Monday 6 August 2007

Do I Want All of Blacka to Become Woodland?


This is what Sheffield Wildlife Trust and some of its simplistic supporters would like people to believe. They tell people this is Friends of Blacka Moor policy without reference to our actual views. They have an agenda which is to discredit any opposition in as personal a manner as is possible. Anybody who disagrees with their plans lays themselves open to this kind of misinformation campaign. It's a well known trick in political and debating circles. First redefine your opponents position in terms chosen by yourself then show how unacceptable it is. It works particularly well with 6 year olds which is why it has such appeal to SWT.

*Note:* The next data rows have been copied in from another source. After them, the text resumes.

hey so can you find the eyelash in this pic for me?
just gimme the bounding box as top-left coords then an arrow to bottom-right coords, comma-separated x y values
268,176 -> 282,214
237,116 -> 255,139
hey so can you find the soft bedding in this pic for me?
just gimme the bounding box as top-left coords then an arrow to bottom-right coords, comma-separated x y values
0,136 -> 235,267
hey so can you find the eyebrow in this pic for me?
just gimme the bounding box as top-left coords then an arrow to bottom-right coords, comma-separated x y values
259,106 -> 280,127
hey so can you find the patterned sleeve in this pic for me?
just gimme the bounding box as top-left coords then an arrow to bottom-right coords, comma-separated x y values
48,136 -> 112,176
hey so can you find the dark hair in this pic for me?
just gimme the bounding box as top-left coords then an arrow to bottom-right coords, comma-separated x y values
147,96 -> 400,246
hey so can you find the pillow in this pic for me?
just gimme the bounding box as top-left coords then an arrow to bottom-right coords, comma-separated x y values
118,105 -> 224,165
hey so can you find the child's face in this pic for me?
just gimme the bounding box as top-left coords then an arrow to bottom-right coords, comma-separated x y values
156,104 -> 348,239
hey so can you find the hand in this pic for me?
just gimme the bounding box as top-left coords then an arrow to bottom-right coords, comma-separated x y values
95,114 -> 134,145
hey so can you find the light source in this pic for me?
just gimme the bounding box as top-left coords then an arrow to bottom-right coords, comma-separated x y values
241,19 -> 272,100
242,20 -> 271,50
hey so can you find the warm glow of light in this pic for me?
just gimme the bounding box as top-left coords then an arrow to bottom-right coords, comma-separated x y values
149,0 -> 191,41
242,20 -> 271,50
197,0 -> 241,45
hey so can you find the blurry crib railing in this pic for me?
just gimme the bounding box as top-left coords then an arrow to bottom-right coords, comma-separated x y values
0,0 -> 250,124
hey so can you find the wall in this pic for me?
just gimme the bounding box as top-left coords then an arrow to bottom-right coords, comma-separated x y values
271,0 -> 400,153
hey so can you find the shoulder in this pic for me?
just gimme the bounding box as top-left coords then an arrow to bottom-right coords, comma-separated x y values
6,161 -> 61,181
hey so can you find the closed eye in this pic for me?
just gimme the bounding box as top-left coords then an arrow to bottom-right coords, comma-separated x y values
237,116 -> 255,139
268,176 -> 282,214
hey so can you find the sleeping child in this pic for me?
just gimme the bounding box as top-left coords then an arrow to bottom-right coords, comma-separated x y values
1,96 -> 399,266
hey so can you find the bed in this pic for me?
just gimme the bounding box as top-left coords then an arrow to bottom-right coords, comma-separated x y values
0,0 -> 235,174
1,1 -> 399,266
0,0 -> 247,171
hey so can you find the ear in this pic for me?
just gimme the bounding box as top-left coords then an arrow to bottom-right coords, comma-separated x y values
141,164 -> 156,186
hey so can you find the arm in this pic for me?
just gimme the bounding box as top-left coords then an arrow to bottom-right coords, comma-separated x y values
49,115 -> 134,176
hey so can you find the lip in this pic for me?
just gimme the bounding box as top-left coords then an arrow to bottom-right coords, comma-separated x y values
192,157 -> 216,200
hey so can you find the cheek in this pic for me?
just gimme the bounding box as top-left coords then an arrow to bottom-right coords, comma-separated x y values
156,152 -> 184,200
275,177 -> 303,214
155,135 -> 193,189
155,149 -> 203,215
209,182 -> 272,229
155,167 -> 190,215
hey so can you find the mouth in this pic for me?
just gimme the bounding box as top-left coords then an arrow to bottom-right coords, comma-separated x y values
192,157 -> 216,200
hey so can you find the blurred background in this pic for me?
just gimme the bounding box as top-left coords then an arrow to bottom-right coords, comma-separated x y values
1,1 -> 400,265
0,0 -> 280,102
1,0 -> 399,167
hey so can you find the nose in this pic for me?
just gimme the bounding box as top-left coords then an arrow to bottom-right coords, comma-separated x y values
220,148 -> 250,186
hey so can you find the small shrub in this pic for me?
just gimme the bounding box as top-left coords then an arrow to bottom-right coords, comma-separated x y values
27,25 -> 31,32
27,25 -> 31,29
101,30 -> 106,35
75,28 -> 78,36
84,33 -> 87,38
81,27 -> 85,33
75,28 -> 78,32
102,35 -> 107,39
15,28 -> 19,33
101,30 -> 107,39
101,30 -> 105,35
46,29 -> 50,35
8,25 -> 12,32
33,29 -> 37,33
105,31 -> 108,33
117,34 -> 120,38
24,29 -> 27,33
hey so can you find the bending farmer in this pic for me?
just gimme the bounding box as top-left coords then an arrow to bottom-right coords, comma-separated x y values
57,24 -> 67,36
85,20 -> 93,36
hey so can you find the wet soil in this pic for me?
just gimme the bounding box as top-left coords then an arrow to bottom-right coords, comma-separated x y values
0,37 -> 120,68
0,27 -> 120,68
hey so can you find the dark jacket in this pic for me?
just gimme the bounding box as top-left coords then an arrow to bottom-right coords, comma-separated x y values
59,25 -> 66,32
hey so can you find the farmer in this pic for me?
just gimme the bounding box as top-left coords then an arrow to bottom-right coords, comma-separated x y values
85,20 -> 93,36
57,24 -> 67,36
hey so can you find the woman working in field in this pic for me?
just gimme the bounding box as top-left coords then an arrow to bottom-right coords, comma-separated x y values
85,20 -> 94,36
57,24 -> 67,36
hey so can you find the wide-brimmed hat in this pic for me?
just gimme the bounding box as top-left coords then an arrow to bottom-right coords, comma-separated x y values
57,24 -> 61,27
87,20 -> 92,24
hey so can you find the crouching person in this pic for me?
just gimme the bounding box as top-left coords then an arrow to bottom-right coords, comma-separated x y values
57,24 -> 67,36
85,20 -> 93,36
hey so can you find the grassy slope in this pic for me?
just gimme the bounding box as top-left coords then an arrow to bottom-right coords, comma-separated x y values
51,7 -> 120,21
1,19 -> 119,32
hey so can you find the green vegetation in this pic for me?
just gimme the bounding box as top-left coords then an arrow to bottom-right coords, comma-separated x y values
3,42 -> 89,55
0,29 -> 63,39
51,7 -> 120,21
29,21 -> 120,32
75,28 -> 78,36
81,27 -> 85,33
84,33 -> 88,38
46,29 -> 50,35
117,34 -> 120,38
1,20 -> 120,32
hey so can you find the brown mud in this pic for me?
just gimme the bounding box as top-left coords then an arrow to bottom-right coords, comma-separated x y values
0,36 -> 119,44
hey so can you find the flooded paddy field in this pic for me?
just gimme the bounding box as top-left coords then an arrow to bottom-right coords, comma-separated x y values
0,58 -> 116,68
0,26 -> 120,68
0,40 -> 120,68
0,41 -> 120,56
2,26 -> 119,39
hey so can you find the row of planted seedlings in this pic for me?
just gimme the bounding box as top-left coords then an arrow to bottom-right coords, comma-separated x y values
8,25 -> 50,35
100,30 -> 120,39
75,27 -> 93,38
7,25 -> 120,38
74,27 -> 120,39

The truth is something more complex and demands a rather more advanced mental age (15 or so?). It demands that you acknowlege two things. One is that there is an overwhelming natural momentum to regrowth of tree cover. Second that there has been a tremendous benefit in wildlife and visual terms to to nature having gone its own way over the last 75 years.

But the views and the openness of certain parts of the site are best retained unobtrusively with the light hand of a manual maintenance regime by a dedicated site worker, occasionally backed up with a blitz from a few volunteers. This is infinitely more suitable to the site than the importation of a herd of bovine heavyweights supported by many thousands of pounds worth of hideous barbed wire and the consequent trashing of footpaths.
While some parts of the site do revert over time to woodland a manual management regime can easily keep this to the right sort of open woodland with trees well spaced and views retained. The picture above shows that this is not that difficult.

I may once or twice have said that if it was a choice between reversion to woodland and management by an outfit like SWT, I know which I would choose.